The three-judge panel said regulations governing the benefits
were unclear. The court said it made no sense for veterans who
patrolled Vietnam’s inland waterways and those simply passing through
the country to receive medical coverage while those serving at sea do
not. “Veterans serving on vessels in close proximity to land would
have the same risk of exposure to the herbicide Agent Orange as
veterans serving on adjacent land, or an even greater risk than that
borne by those veterans who may have visited and set foot on the land
of the Republic of Vietnam only briefly,” Judge William A. Moorman
wrote. The Court did not actually award a disability to Haas, but
sent his case back to the Board for that determination. If the Board
rules in his favor, the Court directed that his other Agent
Orange-related medical conditions also must be compensated. The
Veterans Affairs Department said Friday that it was reviewing the
opinion and was not sure how many veterans would be affected or how
much the added coverage would cost.
This VCAA decision could eventually expand to cover more
veterans than the decision appears to now cover. During Vietnam
was a short time frame where military service within the Theater of
Operations within the Vietnam War justified the Vietnam Service
Medal. This included waters off the coast {so called brown water},
deep waters for air operations {so called blue water operations},
Thailand based Operations for USAF and other types of operations
which included loading the Agent Orange aircraft. Most Vietnam
combat veterans receive some medical benefits, but if their illnesses
are related to their service, they could receive full coverage and
their families might be eligible for benefits. David Houppert,
director of veteran’s benefits for the Vietnam Veterans of America,
said the ruling could allow thousands of veterans to seek coverage
for service-related illnesses. Most are Navy veterans, he said, but
some Marines and Army veterans could be affected. Houppert said his
group was encouraging these veterans to seek coverage quickly because
the ruling left it up to government officials whether to change
federal regulations in a way that could deny coverage. Vets can
refer to www.vba.va.gov/bln/21/benefits/herbicide/#bm04 to review
what benefits they could be eligible for.

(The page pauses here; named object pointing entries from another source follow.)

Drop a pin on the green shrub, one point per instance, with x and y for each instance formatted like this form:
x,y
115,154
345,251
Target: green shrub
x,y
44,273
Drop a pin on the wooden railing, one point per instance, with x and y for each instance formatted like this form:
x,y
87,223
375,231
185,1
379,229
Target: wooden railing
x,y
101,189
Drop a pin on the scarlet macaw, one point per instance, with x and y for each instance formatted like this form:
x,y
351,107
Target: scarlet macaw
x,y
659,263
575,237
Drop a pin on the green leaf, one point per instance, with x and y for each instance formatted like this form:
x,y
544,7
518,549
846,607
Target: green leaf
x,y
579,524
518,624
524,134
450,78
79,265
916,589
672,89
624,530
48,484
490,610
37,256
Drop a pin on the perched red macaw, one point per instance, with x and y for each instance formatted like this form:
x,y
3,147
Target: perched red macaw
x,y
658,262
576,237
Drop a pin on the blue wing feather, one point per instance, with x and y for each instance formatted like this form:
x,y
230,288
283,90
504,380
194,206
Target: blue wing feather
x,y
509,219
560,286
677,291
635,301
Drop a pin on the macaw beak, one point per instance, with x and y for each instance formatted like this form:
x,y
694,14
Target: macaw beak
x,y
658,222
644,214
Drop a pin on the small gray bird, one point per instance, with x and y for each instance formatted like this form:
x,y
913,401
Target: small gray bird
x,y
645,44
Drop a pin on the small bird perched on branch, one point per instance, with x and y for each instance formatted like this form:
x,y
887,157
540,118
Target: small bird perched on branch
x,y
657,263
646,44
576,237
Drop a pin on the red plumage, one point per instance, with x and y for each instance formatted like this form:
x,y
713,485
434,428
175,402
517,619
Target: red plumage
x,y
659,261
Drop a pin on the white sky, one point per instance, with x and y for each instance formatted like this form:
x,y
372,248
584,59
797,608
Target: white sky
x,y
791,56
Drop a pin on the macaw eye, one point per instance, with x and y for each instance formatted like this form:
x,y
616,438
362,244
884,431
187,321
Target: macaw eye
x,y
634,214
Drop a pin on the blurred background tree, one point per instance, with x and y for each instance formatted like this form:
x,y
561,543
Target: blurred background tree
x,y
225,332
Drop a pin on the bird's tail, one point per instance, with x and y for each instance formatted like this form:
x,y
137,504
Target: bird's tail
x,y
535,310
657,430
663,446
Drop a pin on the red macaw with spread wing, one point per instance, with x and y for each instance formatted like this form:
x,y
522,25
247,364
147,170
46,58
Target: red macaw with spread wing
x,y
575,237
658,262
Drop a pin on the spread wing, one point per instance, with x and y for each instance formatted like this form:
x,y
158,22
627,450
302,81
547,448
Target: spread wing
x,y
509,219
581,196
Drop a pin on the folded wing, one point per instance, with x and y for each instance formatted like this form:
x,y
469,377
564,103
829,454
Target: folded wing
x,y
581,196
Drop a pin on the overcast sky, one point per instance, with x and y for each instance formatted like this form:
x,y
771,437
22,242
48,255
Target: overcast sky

As of 20 AUG the VADC-legal office had not filed a request for a
stay order pending an appeal to the Supreme Court. The Board of
Veterans' Appeals is sitting at the Phoenix VARO. The senior judge
has agreed to contact his office in Washington DC to get current
guidance on implementation of this decision. The VCAA ruling over
turned a BVA decision on Haas. If the VADC-Sec Nicholson's office
does not appeal they have no choice but to grant service connected
for Agent Orange Presumptive Disabilities with military service with
in the theater of Vietnam war for those with the Vietnam Service
Medal. This decision will mean a potential liability of millions of
dollars to the VA Medical budget and VA Administrative budget.
Potential claims from the wives of already deceased Vietnam veterans
could also mean considerable liability. This helps explain why the
VADC has been slow to provide positive guidance about this VCAA
decision. Haas is now the law of the land and therefore VA must
abide by it. However, it is possible that VA may amend their
regulations in such a way that it is adverse to veterans who
otherwise would have benefited from the court’s decision. Service
organizations are recommending that other veterans like Mr. Haas who
served offshore but did not set foot in Vietnam, and who suffer from
diseases or conditions that they believe to be caused by exposure to
Agent Orange should consider filing a claim for disability. Members
who have had such claims denied may wish to re-file based on the
Court's decision. Veterans are encouraged to seek the advice and
assistance of an experienced veterans' service organization before
proceeding. [Source: Associated Press article 18 Aug & Arizona
Department of Veterans' Services msg 23 Aug 06 ++]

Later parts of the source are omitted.